Wiwitaning Crita (2)

697 103 57
                                    


Tangis penuh haru begitu menyesakkan dada Indira. Susah payah ia mencoba mengeluarkan jabang bayi di dalam perutnya agar lekas disambut dunia. Kebiasaannya membantu dukun beranak dalam menangani setiap kelahiran membuatnya tidak begitu kesulitan mempersiapkan persalinannya sendiri. Hingga akhirnya tangis si bayi berlomba dengan suara petir dan kilat yang saat itu seolah mengamuk. Dengan perasaan campur aduk, diraihnya sebuah wadah air, lalu diusap si bayi perempuan gemuk itu dengan penuh kasih sayang.

Si bayi masih saja menangis, mungkin juga karena air itu terlanjur dingin. Sang ibu memang sudah menyiapkannya dalam keadaan panas, namun itu ketika perutnya masih belum mulas. Saat dirinya hanya bisa menunggu sang jabang bayi lahir, tentu air itu menjadi dingin kembali. Tidak ada yang membantu. Mau bagaimana lagi, dia hidup sebatang kara semenjak berusia sepuluh tahun. Tiada sanak keluarga yang dimiliki. Kehadiran sang Prabu memang menjadi hal yang membuatnya merasa hidup sebagai manusia, terlebih sebagai perempuan.

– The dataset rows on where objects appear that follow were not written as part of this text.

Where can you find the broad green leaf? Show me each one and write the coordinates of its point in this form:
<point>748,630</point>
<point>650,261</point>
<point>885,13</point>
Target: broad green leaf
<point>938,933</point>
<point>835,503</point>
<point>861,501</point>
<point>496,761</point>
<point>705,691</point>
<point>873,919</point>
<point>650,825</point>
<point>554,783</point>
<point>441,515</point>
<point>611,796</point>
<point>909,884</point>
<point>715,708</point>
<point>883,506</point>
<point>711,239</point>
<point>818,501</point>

Ketika si bayi telah cukup bersih, dililitkannya sehelai kain hingga putri kecilnya merasa nyaman. Didekatkannya ke dada, berharap si kecil mau menyusu. Kala ia merasa air susunya mulai mengalir ke bibir mungil nan merah itu, Indira menangis kembali. Dibelainya si bayi kecil yang menyedot puting ibunya dengan kuat tersebut. Sekilas wajahnya mirip sang ayah, tetapi bukankah wajah bayi masih bisa berubah? Bibir mungil itu tentu darinya, mungkin ketika dewasa nanti si putri kecil akan lebih mirip dengannya. Tersenyum Indira dengan angan-angannya.

Tetapi kemudian, bayangan misterius di ambang pintu itu melenyapkan hayalan indah si perempuan. Indira menghapus air mata di pipi. Inilah saatnya ia harus menyusul sang kekasih hati. Ditatapnya lekat-lekat putri kecilnya lalu ia letakkan di atas dipan, beruntungnya si bayi yang mendapatkan air susu melimpah hingga ia merasa kenyang dan pulas dalam dekapan sang ibu. Tanpa ragu, dihampirinya tiga sosok misterius dengan bentuk telinga yang sama dengan milik sang Prabu. Dan senyuman penuh kepedihan itu menjadi hal terakhir yang bisa ia lakukan sebelum rasa sakit di dadanya membuatnya tumbang.

~~

Kejadian itu begitu cepat dan tidak terkira. Nilaya bahkan tidak percaya pada penglihatannya. Ketika dirinya memutuskan untuk tidak peduli lagi pada amanat terakhir sang suami, tiba-tiba saja sesuatu muncul untuk menyelamatkan si bayi kecil yang masih merah kulitnya. Umpatan Ukasora yang kehilangan sebelah tangannya bahkan tidak dihiraukan. Sorot mata tajamnya terpusat kepada Bhargawala yang mengeluarkan aura mengerikan di depan sana. Sebuah tanda dengan cahaya keunguan pada dua makhluk berbeda asal itu sudah menjelaskan semuanya.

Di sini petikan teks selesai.